Nella prima metà del 1999, il generale Lazarević ebbe il controllo su tutte le truppe armate nella regione del Kosovo. Tra marzo e giugno 1999, le truppe sotto il comando di Lazarević eseguirono azioni di pulizia etnica, espellendo la popolazione albanese in quella che fu chiamata “Operazione ferro di cavallo” – un episodio determinante proprio per l’inizio dei bombardamenti NATO sulla Repubblica Federale di Jugoslavia.

Dopo la fine della guerra, Lazarević continua la sua carriera militare, sempre tra i più alti gradi dell’esercito serbo-montenegrino. Nel 2003 arriva l’accusa di crimini contro l’umanità e crimini di guerra del Tribunale penale internazionale per l’ex Jugoslavia. Il tribunale dell’Aja chiede conto ai generali Lazarević, Pavković, Lukić e Đorđević dell’espulsione della popolazione albanese dalla regione del Kosovo in quella che la giurisprudenza del tribunale inquadra come “impresa criminale congiunta” (joint criminal enterprise).

Nel 2009 arriva la sentenza di condanna per crimini contro l’umanità e per violazione delle consuetudini di guerra a 15 anni di prigione. Nel 2015, dopo aver scontato i due terzi della condanna, torna in libertà, ricevendo le onoreficenze militari al suo arrivo all’aeroporto di Niš, alla presenza di diversi ministri.

Riscrittura della storia?

Che quanto in atto nell’ex Jugoslavia sia un tentativo di reinterpretare i fatti della guerra degli anni ’90, accusando “l’altro” per le proprie responsabilità militari, non è una notizia che stupisce più di tanto. Tuttavia, si tratta di una prassi che, paradossalmente, è più in voga oggi piuttosto che nell’immediato dopoguerra. La diretta conseguenza di questa reinterpretazione della storia recente è la riabilitazione, morale nonché istituzionale, dei personaggi chiave di quel periodo. Il desiderio di vedere Lazarević insegnare ai cadetti serbi da parte del ministro Vulin non è dunque dovuto alle particolari conoscenze in campo militare dell’ex generale – considerando, tra l’altro, che lo stesso Vulin per quanto sia ministro della difesa non ha mai effettuato il servizio militare – ma esclusivamente per riaffermare la giustezza delle azioni militari serbe e fornire al pubblico l’immagine di un martire-eroe che ora andrà ad insegnare alle future generazioni militari del paese.

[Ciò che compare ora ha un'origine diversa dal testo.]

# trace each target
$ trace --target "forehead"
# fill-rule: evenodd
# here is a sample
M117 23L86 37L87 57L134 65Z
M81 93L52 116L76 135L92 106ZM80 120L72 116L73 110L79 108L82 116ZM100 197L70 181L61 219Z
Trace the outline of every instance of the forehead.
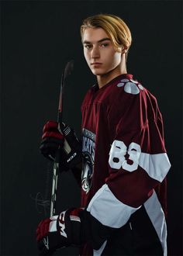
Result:
M83 33L83 42L96 43L102 38L109 38L106 32L102 28L87 28Z

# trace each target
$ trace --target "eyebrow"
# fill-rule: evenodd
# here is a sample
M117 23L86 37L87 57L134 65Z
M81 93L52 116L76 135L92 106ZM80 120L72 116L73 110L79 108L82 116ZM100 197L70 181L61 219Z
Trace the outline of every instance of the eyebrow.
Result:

In via del tutto simile, il processo di riabilitazione degli ex comandanti delle guerre degli anni ’90 ha riguardato anche Veselin Šljivančanin. Ex colonnello dell’Esercito Popolare Jugoslavo, già condannato dal tribunale dell’Aja a dieci anni per le torture compiute a Vukovar nel 1991 a danno della popolazione croata, Šljivančanin ad inizio 2017 diventò testimonial della campagna elettorale del partito di governo, il Partito Progressista Serbo del presidente Aleksandar Vučić.

Come sottolineato da Loic Tregoures per Balkan Insight, si tratta di un chiaro esempio di dissonanza cognitiva, attraverso il quale coloro che sono stati condannati per i crimini commessi diventano ora difensori della causa serba, se non addirittura eroi nazionali. Tale processo viene oltremodo incentivato sulla base dei crimini degli “altri”, che fungono da giustificazione e contrappeso per le accuse dei “propri” crimini. Naturalmente, questo processo ha ricadute a livello sociale, dal momento che Lazarević andrebbe ad insegnare alle future generazioni militari della Serbia e dai cadetti non verrebbe visto come un criminale di guerra, ma come un esempio da seguire per la difesa del paese.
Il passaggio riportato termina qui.